MESSAGE
DATE | 2017-01-19 |
FROM | Rick Moen
|
SUBJECT | Subject: [Hangout-NYLXS] RAM and RAM-testing
|
Forwarding at Ruben's suggestion. Note bits about RAM-testing, about which I'll also forward some separate comments.
----- Forwarded message from Rick Moen -----
Date: Wed, 18 Jan 2017 22:24:20 -0800 From: Rick Moen To: conspire-at-linuxmafia.com Subject: [conspire] Old hardware, ridiculously old hardware: free RAM for you Organization: If you lived here, you'd be $HOME already.
Dana was kind enough to come back over last night to help me work on a Supermicro 2U server he'd given me. Some months ago, Daniel had tried to install onto it, and reported a problem; something about no video display or something. (I failed to take exact notes, intending to just circle back and check it out myself. January rolled around; It was time to investigate.)
This is a really nice machine, that was new circa 2010. It's very quiet for a 2U server, well built, and Dana says it draws only about 40W at idle, which is not bad at all. And with ample RAM and disk, you can do... a great deal.
o 2U case with quiet yet effective fans o Supermicro X8SIE motherboard based on Intel 3420 chipset ('Ibex Peak') o Intel Xeon X3430 -at- 2.40GHz 'Lynnfield' quad-core CPU o Motherboard has 6 x SATA 3Gb/s headers, AHCI interface o Hotswap backplane that can hold up to 8 SATA drives o 3Ware SATA hardware RAID controller o 2 x Intel 82574L gigabit ethernet o Capacity for 32GB DDR-1333 ECC registered (or 16GB unregistered) dual-channel (interleaved) SDRAM, in six RAM sockets o PCI-E 2.0 x16 slot + PCI-E x8 slot + PCI 32-bit slot o Matrox G200eW w/16MB RAM video o 6 x USB, plus two more as headers o 2 x PS/2 o 2 x RS232C serial o Separate LAN interface for IPMI 2.0 (Realtek RTL8201N) [1]

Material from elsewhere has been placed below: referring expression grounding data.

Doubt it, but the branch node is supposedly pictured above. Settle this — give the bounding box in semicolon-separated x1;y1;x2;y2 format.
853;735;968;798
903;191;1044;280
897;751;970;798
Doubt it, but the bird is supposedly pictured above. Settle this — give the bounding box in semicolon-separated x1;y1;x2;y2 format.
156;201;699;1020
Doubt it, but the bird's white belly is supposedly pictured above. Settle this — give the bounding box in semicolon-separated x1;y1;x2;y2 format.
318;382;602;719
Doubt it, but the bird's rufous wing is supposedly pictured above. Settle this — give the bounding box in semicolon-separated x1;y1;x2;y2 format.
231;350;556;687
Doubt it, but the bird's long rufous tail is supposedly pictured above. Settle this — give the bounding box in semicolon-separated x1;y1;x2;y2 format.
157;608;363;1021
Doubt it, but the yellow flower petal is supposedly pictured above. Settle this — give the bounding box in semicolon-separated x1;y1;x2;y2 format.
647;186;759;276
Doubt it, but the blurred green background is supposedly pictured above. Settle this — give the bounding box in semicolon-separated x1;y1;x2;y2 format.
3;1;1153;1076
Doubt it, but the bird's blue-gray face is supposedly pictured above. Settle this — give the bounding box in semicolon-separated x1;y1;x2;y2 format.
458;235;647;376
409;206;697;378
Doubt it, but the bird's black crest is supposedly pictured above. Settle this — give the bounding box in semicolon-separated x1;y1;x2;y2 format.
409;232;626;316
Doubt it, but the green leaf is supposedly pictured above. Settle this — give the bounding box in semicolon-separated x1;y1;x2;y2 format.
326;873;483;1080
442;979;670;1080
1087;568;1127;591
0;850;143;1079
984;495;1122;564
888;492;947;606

After Saturday's CABAL meeting, I'd kicked the machine around and running it through memtest86. Overnight, the machine hard-froze in that RAM-checker, so hard that even the keyboard's NumLock key didn't even toggle the LED. Hard-booting caused it to enter a state where the fans were stuck full-blast and there was no video. I pessimistically thought 'Likely a wonky motherboard; that's probably why it was pulled.'[2]
But wait; not so fast. After some more alternately leaving it unplugged and poking it, system came back up, and I had the excellent idea of looking around in the BIOS. Something in the back of my mind was probably trying to tell me 'Look in the event log!' Many motherboards since the 1990s have had built-in hardware event logging, with significant detail about system hardware problems but _no_ effort to get the admin's attention: You have to remember to go into the BIOS and look. Sure enough, I found a large number of single-bit RAM errors, at least roughly corresponding to the times of system hangs, and always citing the same RAM stick as where the problem happened.

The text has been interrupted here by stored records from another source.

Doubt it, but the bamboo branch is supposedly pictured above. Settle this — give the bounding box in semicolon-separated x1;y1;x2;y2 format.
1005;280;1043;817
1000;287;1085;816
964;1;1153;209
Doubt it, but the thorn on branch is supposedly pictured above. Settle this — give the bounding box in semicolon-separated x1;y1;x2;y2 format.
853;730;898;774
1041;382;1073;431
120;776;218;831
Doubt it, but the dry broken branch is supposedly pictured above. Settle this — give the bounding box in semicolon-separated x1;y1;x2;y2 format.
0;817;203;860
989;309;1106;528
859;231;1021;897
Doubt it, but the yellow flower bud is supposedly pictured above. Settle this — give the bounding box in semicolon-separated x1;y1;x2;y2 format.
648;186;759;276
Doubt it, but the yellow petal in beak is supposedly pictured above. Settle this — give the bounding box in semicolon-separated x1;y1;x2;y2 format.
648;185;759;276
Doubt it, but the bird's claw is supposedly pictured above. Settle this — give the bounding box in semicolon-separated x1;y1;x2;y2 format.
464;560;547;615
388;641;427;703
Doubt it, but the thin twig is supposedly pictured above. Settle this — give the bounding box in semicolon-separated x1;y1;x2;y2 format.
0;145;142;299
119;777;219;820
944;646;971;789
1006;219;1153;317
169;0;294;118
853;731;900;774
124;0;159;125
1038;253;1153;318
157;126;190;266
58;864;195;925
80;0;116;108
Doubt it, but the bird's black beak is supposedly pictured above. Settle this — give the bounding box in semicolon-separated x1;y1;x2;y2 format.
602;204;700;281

This machine had a pair of these 4GB Registered ECC sticks: http://www.ubbcentral.com/store/item/Lot-of-two-(2)-Actica-ACT4GHR72R8G1333M-4GB-RAM-dimms---8GB-upgrade_152277298609.html
Well, shoot: One of them is dodgy. This datum so far has held out as a candidate root cause for the freezing. Replacing both sticks with different RAM has made the system so far quite stable.
Longtime CABAL people may find the above story hauntingly familiar, because the same thing happened to me in December 2006, when a pair of bad PC100 512MB ECC SDRAM sticks on a VA Linux Systems 2230 motherboard caused mysterious problems:
http://linuxmafia.com/pipermail/conspire/2006-December/002668.html http://linuxmafia.com/pipermail/conspire/2006-December/002668.html http://linuxmafia.com/pipermail/conspire/2007-January/002743.html
Even though, just like the Supermicro's 4GB stick, these were _ECC_ (error checking and correcting) server-grade RAM, these bad sticks _still_ caused instability and the system gave zero indication to the admin. So, no, ECC doesn't automatically protect you.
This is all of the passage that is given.